Though writing a book was, in fact, something that I desired to do, I always felt the time was not right; that it would take place years, possibly even decades, down the pike. And to be perfectly honest, why would anyone want to hear from some random chick in New York? What right did I have to even pursue such a lofty endeavor? Sure God has brought me through some terrible circumstances but "those" days were over. And "those" circumstances included memories that I could have gone without remembering. Not to mention the people it could effect. Yes, God has brought me through some real storms and through the fire. I was finally on the other side of "those" times and tremendously thankful to be out and not have to return to such deep pain. No, I decided to stick to blogging for leisure as I figured out what it was that I was supposed to be doing with my life. Besides, if the opportunity ever did arise for a book to be written, I was sure that by that time, the right topic would have become clear. Of course, I figured "that" time was far, far away.

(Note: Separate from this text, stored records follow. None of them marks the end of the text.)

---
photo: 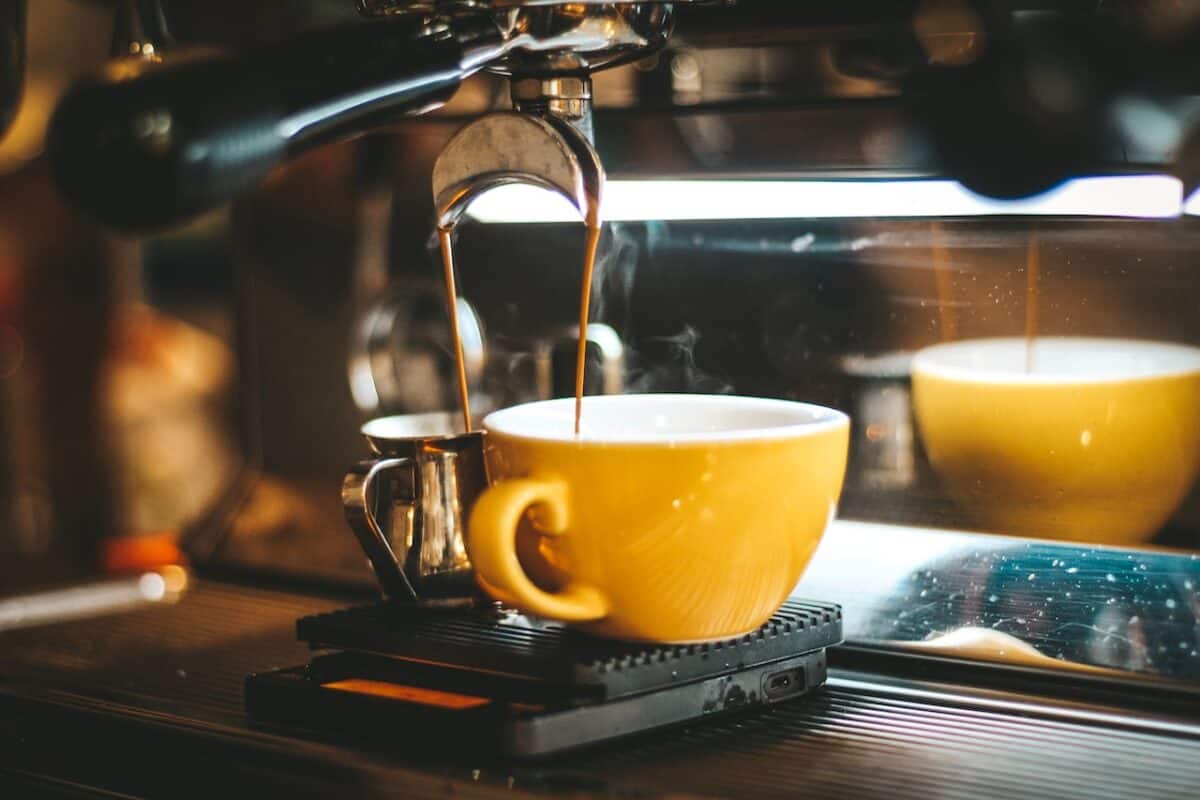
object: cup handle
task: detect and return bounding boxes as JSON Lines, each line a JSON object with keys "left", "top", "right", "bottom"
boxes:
{"left": 342, "top": 458, "right": 418, "bottom": 601}
{"left": 468, "top": 477, "right": 609, "bottom": 622}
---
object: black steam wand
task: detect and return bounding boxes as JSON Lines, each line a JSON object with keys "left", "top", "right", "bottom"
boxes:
{"left": 46, "top": 8, "right": 507, "bottom": 231}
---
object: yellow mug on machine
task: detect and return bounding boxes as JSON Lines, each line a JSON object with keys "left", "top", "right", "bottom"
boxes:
{"left": 913, "top": 337, "right": 1200, "bottom": 545}
{"left": 467, "top": 394, "right": 850, "bottom": 643}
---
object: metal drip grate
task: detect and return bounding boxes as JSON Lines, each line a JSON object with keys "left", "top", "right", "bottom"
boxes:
{"left": 298, "top": 599, "right": 843, "bottom": 698}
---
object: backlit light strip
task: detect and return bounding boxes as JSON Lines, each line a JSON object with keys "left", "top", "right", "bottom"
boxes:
{"left": 1185, "top": 187, "right": 1200, "bottom": 216}
{"left": 466, "top": 175, "right": 1183, "bottom": 223}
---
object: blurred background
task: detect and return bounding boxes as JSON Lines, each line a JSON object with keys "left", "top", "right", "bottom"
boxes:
{"left": 3, "top": 0, "right": 1200, "bottom": 599}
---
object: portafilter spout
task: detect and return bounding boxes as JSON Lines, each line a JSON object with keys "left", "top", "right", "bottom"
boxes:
{"left": 433, "top": 79, "right": 605, "bottom": 232}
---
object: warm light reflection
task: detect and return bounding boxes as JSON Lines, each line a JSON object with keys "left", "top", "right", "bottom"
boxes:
{"left": 160, "top": 565, "right": 190, "bottom": 594}
{"left": 466, "top": 175, "right": 1184, "bottom": 223}
{"left": 138, "top": 572, "right": 167, "bottom": 602}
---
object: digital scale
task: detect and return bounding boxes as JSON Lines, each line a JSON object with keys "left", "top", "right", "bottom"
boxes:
{"left": 245, "top": 599, "right": 842, "bottom": 758}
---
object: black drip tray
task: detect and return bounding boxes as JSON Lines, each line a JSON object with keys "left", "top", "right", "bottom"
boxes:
{"left": 254, "top": 600, "right": 844, "bottom": 757}
{"left": 297, "top": 599, "right": 843, "bottom": 700}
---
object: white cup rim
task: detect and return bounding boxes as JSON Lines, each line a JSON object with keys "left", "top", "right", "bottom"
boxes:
{"left": 482, "top": 393, "right": 849, "bottom": 445}
{"left": 913, "top": 337, "right": 1200, "bottom": 386}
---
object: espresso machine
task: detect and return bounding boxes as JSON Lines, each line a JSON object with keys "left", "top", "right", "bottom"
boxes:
{"left": 32, "top": 0, "right": 857, "bottom": 756}
{"left": 5, "top": 0, "right": 1200, "bottom": 791}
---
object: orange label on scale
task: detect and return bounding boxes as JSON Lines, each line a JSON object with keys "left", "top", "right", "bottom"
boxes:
{"left": 322, "top": 679, "right": 492, "bottom": 710}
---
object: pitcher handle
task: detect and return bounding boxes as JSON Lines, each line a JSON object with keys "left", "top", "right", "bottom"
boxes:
{"left": 342, "top": 458, "right": 418, "bottom": 601}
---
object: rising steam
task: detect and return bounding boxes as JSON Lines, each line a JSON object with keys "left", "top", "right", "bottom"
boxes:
{"left": 625, "top": 325, "right": 736, "bottom": 395}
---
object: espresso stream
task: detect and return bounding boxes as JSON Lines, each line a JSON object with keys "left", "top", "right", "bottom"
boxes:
{"left": 438, "top": 228, "right": 474, "bottom": 433}
{"left": 439, "top": 212, "right": 603, "bottom": 435}
{"left": 931, "top": 222, "right": 1040, "bottom": 374}
{"left": 1024, "top": 229, "right": 1039, "bottom": 374}
{"left": 930, "top": 222, "right": 958, "bottom": 343}
{"left": 574, "top": 224, "right": 604, "bottom": 434}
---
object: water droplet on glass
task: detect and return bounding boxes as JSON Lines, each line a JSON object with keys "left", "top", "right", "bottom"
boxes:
{"left": 1106, "top": 573, "right": 1116, "bottom": 583}
{"left": 1066, "top": 567, "right": 1079, "bottom": 574}
{"left": 988, "top": 594, "right": 999, "bottom": 603}
{"left": 790, "top": 234, "right": 816, "bottom": 253}
{"left": 1028, "top": 573, "right": 1037, "bottom": 581}
{"left": 1166, "top": 598, "right": 1177, "bottom": 609}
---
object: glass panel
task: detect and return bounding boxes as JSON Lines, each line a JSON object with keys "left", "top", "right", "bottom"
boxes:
{"left": 449, "top": 210, "right": 1200, "bottom": 551}
{"left": 433, "top": 204, "right": 1200, "bottom": 683}
{"left": 798, "top": 521, "right": 1200, "bottom": 684}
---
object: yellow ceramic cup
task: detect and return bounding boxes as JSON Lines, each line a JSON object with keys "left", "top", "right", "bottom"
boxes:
{"left": 912, "top": 337, "right": 1200, "bottom": 544}
{"left": 467, "top": 394, "right": 849, "bottom": 643}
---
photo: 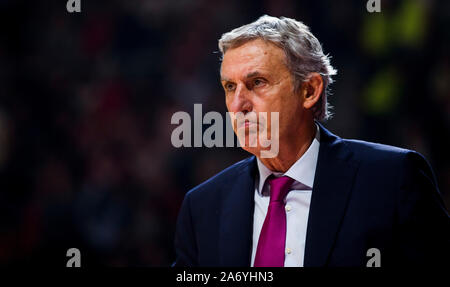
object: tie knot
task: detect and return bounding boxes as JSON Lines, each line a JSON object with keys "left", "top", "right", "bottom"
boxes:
{"left": 267, "top": 175, "right": 294, "bottom": 203}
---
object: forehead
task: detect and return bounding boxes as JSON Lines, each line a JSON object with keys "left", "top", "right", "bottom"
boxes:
{"left": 220, "top": 39, "right": 287, "bottom": 79}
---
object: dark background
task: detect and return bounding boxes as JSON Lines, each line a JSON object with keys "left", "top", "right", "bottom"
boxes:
{"left": 0, "top": 0, "right": 449, "bottom": 266}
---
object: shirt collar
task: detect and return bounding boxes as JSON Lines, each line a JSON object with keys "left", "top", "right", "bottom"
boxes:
{"left": 256, "top": 124, "right": 320, "bottom": 194}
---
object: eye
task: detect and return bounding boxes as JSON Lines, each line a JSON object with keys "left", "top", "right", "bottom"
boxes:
{"left": 224, "top": 82, "right": 236, "bottom": 91}
{"left": 253, "top": 78, "right": 265, "bottom": 87}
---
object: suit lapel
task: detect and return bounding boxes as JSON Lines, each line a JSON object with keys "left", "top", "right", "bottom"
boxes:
{"left": 303, "top": 123, "right": 360, "bottom": 267}
{"left": 219, "top": 157, "right": 257, "bottom": 266}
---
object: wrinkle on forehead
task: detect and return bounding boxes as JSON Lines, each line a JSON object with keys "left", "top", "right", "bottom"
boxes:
{"left": 220, "top": 39, "right": 289, "bottom": 81}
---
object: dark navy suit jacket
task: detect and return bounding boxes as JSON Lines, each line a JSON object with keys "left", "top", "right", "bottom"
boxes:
{"left": 173, "top": 123, "right": 450, "bottom": 267}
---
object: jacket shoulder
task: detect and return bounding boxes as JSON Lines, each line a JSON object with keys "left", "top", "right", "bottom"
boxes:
{"left": 186, "top": 156, "right": 255, "bottom": 199}
{"left": 343, "top": 138, "right": 416, "bottom": 163}
{"left": 342, "top": 138, "right": 438, "bottom": 185}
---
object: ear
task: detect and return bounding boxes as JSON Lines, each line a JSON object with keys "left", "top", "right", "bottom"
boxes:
{"left": 302, "top": 72, "right": 323, "bottom": 110}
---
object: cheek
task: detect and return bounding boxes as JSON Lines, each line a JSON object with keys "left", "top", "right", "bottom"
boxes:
{"left": 254, "top": 91, "right": 279, "bottom": 110}
{"left": 224, "top": 96, "right": 232, "bottom": 110}
{"left": 277, "top": 95, "right": 301, "bottom": 126}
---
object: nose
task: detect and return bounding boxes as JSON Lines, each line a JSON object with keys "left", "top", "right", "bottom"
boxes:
{"left": 227, "top": 82, "right": 252, "bottom": 114}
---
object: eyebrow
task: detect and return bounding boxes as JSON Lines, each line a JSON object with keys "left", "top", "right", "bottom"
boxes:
{"left": 245, "top": 71, "right": 262, "bottom": 79}
{"left": 220, "top": 71, "right": 263, "bottom": 82}
{"left": 220, "top": 76, "right": 231, "bottom": 82}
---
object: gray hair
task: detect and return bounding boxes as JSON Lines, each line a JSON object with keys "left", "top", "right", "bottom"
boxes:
{"left": 218, "top": 15, "right": 337, "bottom": 121}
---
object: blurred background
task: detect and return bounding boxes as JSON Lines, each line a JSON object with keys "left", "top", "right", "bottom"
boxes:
{"left": 0, "top": 0, "right": 449, "bottom": 266}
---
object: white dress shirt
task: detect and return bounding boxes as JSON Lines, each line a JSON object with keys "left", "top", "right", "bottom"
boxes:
{"left": 251, "top": 125, "right": 320, "bottom": 267}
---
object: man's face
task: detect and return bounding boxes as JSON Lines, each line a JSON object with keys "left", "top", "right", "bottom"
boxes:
{"left": 220, "top": 39, "right": 305, "bottom": 156}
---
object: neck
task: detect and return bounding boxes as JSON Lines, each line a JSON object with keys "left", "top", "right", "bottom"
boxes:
{"left": 258, "top": 120, "right": 316, "bottom": 173}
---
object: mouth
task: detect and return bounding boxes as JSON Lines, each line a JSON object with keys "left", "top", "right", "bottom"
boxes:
{"left": 237, "top": 119, "right": 264, "bottom": 132}
{"left": 237, "top": 120, "right": 256, "bottom": 129}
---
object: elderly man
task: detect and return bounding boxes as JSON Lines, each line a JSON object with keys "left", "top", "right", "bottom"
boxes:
{"left": 173, "top": 15, "right": 449, "bottom": 267}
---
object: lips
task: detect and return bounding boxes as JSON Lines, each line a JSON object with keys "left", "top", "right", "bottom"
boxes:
{"left": 237, "top": 119, "right": 259, "bottom": 130}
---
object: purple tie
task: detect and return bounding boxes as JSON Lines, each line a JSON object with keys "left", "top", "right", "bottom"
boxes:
{"left": 254, "top": 175, "right": 294, "bottom": 267}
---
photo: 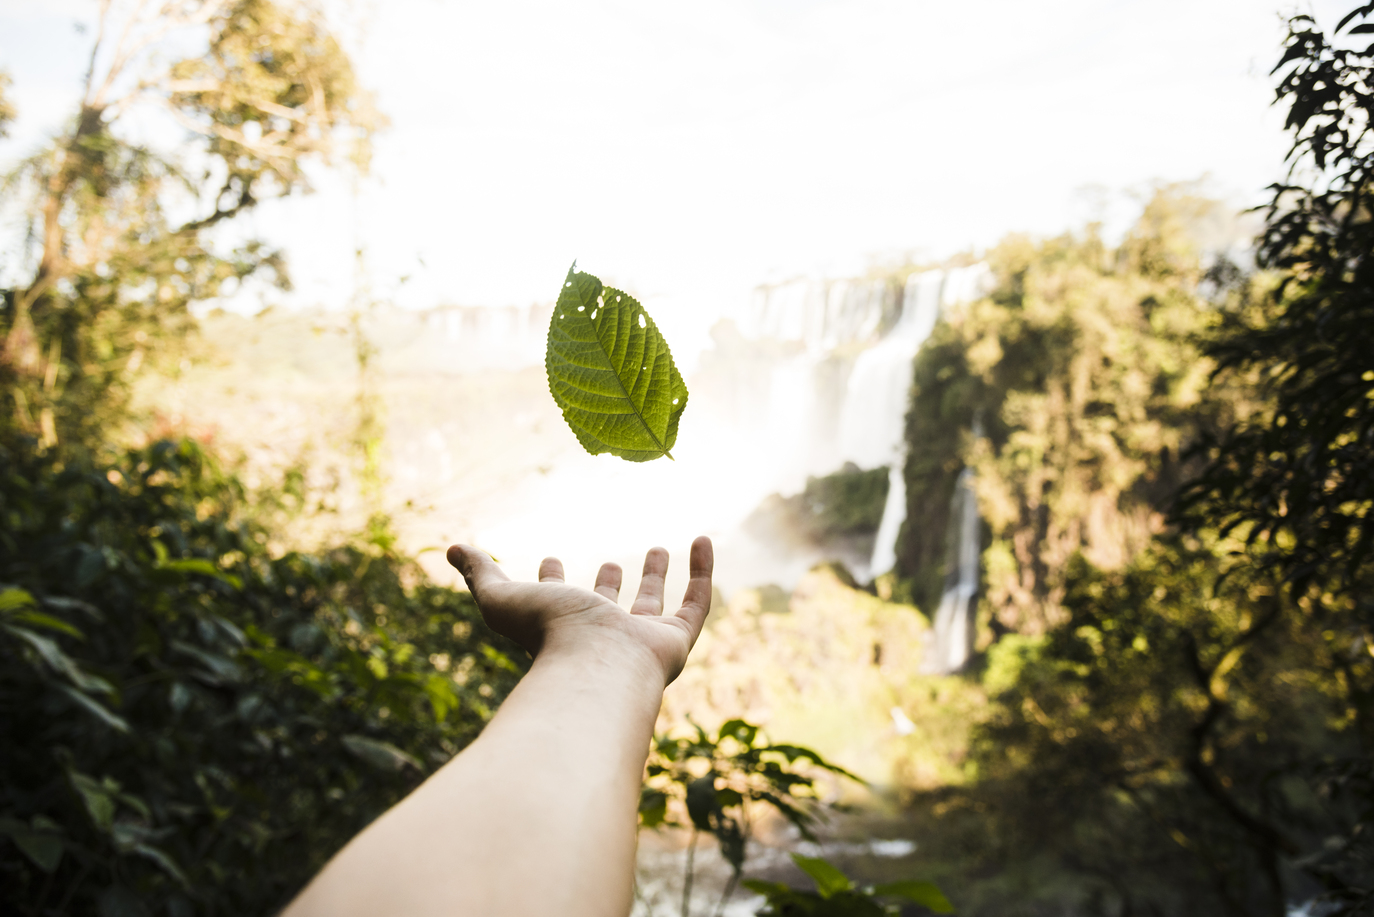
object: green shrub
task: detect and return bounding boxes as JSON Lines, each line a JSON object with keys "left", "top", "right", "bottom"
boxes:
{"left": 0, "top": 435, "right": 525, "bottom": 916}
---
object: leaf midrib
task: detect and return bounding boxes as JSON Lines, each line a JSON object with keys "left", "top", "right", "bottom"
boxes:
{"left": 575, "top": 285, "right": 674, "bottom": 460}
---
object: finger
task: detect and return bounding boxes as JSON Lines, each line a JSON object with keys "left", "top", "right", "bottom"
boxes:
{"left": 594, "top": 562, "right": 623, "bottom": 601}
{"left": 446, "top": 545, "right": 511, "bottom": 603}
{"left": 670, "top": 536, "right": 714, "bottom": 641}
{"left": 630, "top": 547, "right": 669, "bottom": 617}
{"left": 538, "top": 556, "right": 565, "bottom": 583}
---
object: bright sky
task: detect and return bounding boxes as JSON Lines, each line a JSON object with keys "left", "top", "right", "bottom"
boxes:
{"left": 0, "top": 0, "right": 1344, "bottom": 318}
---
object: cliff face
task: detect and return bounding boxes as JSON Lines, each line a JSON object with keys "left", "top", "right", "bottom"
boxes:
{"left": 895, "top": 191, "right": 1247, "bottom": 639}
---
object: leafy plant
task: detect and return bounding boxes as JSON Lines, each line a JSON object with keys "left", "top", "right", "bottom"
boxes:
{"left": 0, "top": 0, "right": 378, "bottom": 451}
{"left": 638, "top": 719, "right": 860, "bottom": 917}
{"left": 546, "top": 264, "right": 689, "bottom": 462}
{"left": 744, "top": 853, "right": 953, "bottom": 916}
{"left": 0, "top": 435, "right": 525, "bottom": 915}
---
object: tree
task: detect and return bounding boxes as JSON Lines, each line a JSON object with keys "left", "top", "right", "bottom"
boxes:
{"left": 892, "top": 186, "right": 1369, "bottom": 912}
{"left": 0, "top": 6, "right": 530, "bottom": 914}
{"left": 894, "top": 188, "right": 1232, "bottom": 635}
{"left": 1180, "top": 1, "right": 1374, "bottom": 647}
{"left": 969, "top": 539, "right": 1351, "bottom": 917}
{"left": 1177, "top": 7, "right": 1374, "bottom": 910}
{"left": 0, "top": 437, "right": 527, "bottom": 915}
{"left": 0, "top": 0, "right": 379, "bottom": 449}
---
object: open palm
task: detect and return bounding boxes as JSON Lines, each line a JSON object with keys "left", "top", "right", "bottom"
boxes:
{"left": 446, "top": 537, "right": 714, "bottom": 686}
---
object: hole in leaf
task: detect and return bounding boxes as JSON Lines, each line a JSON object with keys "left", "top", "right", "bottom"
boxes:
{"left": 673, "top": 398, "right": 679, "bottom": 404}
{"left": 590, "top": 309, "right": 598, "bottom": 319}
{"left": 566, "top": 282, "right": 572, "bottom": 287}
{"left": 638, "top": 314, "right": 646, "bottom": 329}
{"left": 577, "top": 305, "right": 584, "bottom": 311}
{"left": 616, "top": 295, "right": 622, "bottom": 302}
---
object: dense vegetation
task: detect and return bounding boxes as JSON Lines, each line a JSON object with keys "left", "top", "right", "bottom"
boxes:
{"left": 0, "top": 3, "right": 525, "bottom": 913}
{"left": 3, "top": 1, "right": 1372, "bottom": 916}
{"left": 0, "top": 438, "right": 524, "bottom": 914}
{"left": 892, "top": 7, "right": 1374, "bottom": 914}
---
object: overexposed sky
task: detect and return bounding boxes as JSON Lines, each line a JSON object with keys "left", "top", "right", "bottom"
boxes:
{"left": 0, "top": 0, "right": 1342, "bottom": 314}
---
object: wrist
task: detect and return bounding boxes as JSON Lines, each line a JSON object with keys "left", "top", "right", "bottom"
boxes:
{"left": 535, "top": 624, "right": 670, "bottom": 698}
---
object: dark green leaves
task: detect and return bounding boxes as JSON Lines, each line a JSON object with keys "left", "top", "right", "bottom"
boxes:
{"left": 0, "top": 435, "right": 528, "bottom": 915}
{"left": 545, "top": 264, "right": 688, "bottom": 462}
{"left": 0, "top": 817, "right": 64, "bottom": 873}
{"left": 793, "top": 853, "right": 853, "bottom": 898}
{"left": 871, "top": 880, "right": 954, "bottom": 912}
{"left": 342, "top": 734, "right": 422, "bottom": 772}
{"left": 745, "top": 855, "right": 954, "bottom": 916}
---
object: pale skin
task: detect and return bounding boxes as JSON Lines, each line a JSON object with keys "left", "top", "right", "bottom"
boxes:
{"left": 284, "top": 536, "right": 715, "bottom": 917}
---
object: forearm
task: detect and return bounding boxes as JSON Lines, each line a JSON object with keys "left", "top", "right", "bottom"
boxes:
{"left": 286, "top": 638, "right": 664, "bottom": 917}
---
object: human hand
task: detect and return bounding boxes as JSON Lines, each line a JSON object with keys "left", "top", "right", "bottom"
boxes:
{"left": 445, "top": 537, "right": 714, "bottom": 687}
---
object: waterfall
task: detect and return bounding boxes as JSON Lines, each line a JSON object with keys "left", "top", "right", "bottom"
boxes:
{"left": 837, "top": 270, "right": 943, "bottom": 469}
{"left": 920, "top": 465, "right": 980, "bottom": 674}
{"left": 863, "top": 264, "right": 990, "bottom": 579}
{"left": 736, "top": 264, "right": 991, "bottom": 586}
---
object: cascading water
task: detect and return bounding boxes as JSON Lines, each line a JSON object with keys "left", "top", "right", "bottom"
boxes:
{"left": 395, "top": 264, "right": 991, "bottom": 605}
{"left": 738, "top": 265, "right": 990, "bottom": 584}
{"left": 859, "top": 265, "right": 991, "bottom": 580}
{"left": 920, "top": 462, "right": 980, "bottom": 675}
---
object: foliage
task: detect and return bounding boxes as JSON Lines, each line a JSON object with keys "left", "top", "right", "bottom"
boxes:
{"left": 894, "top": 188, "right": 1231, "bottom": 633}
{"left": 638, "top": 719, "right": 859, "bottom": 917}
{"left": 0, "top": 435, "right": 526, "bottom": 915}
{"left": 744, "top": 853, "right": 952, "bottom": 916}
{"left": 1179, "top": 3, "right": 1374, "bottom": 707}
{"left": 890, "top": 169, "right": 1369, "bottom": 910}
{"left": 1168, "top": 6, "right": 1374, "bottom": 912}
{"left": 0, "top": 0, "right": 379, "bottom": 452}
{"left": 965, "top": 538, "right": 1358, "bottom": 916}
{"left": 747, "top": 463, "right": 890, "bottom": 558}
{"left": 546, "top": 264, "right": 689, "bottom": 462}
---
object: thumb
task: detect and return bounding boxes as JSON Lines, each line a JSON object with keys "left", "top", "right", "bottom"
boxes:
{"left": 446, "top": 545, "right": 509, "bottom": 602}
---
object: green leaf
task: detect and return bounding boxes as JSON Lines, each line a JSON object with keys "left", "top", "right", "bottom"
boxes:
{"left": 792, "top": 853, "right": 852, "bottom": 899}
{"left": 545, "top": 264, "right": 688, "bottom": 462}
{"left": 58, "top": 686, "right": 131, "bottom": 733}
{"left": 158, "top": 558, "right": 243, "bottom": 590}
{"left": 423, "top": 673, "right": 457, "bottom": 723}
{"left": 718, "top": 718, "right": 759, "bottom": 746}
{"left": 0, "top": 817, "right": 63, "bottom": 873}
{"left": 10, "top": 610, "right": 84, "bottom": 639}
{"left": 341, "top": 734, "right": 421, "bottom": 771}
{"left": 871, "top": 880, "right": 954, "bottom": 913}
{"left": 71, "top": 772, "right": 119, "bottom": 831}
{"left": 171, "top": 640, "right": 242, "bottom": 684}
{"left": 741, "top": 879, "right": 792, "bottom": 897}
{"left": 3, "top": 624, "right": 111, "bottom": 693}
{"left": 716, "top": 787, "right": 744, "bottom": 808}
{"left": 0, "top": 587, "right": 36, "bottom": 613}
{"left": 686, "top": 774, "right": 719, "bottom": 831}
{"left": 132, "top": 843, "right": 191, "bottom": 888}
{"left": 480, "top": 644, "right": 521, "bottom": 673}
{"left": 638, "top": 788, "right": 668, "bottom": 828}
{"left": 767, "top": 744, "right": 866, "bottom": 784}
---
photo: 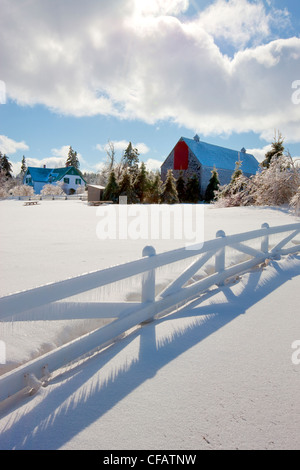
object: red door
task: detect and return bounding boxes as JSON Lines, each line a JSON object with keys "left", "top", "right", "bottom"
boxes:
{"left": 174, "top": 141, "right": 188, "bottom": 170}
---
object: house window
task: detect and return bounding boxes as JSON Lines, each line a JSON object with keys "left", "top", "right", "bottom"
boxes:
{"left": 75, "top": 178, "right": 81, "bottom": 185}
{"left": 64, "top": 177, "right": 70, "bottom": 184}
{"left": 26, "top": 177, "right": 32, "bottom": 184}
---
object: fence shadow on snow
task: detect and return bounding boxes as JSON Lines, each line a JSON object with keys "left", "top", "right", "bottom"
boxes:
{"left": 0, "top": 252, "right": 299, "bottom": 449}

Well, the topic did become clear. And so did the confirmation. 
Much earlier than I anticipated. And then came the next confirmation. And the next one. And wide open doors to write. And promises from the Word. And encouragement from others. And countless confirmations after that. So I began to write. And write some more. Online and offline. The topic was finally clear however, as time went by, the ability to sit down and actually write about it became difficult. Opposition kicked in hard in a variety of ways and my specific focus began to fizzle out which eventually affected my writing overall. But I chalked it up to the fact that “maybe it’s just not the right time.” Rather than acknowledging that all the opposition and distraction was basically proof that it really was time.

Fast forward a little more… I hit a wall in my writing… which is no secret to any of you who regularly pass through this space. I tried to justify the absence by the fact that I’ve continued to write offline here and there or that “maybe it’s not a season for me to blog” or because I’ve been busy. I wish I could give you a legit explanation but I honestly can’t. The fact of the matter is, I have no valid excuse except for outright laziness and disobedience. I’ve been off the radar in the blogosphere and the bottom line is that I have not been a good steward of what God has entrusted to me. So, rather than write a bunch of fluff about that, I’m hitting the reset button and am starting over. (Hallelujah for God's grace!). The Lord made it real to me tonight at my church’s prayer meeting (which I plan to write more about on another day cuz God met me in an awesome way) that it’s time to get back in the game.

So here I am. I’m back. Stay tuned… There’s much to share. :)

pressing on toward the goal…

(and jumping up and screaming like Tyson Chandler… in a very writer-like way...) 



2 comments:

MOM said...

Our God is faithful and the vision awaited an appointed time!

David Wilma McClelland said...

Glad you're back. Can't wait to see what God is doing!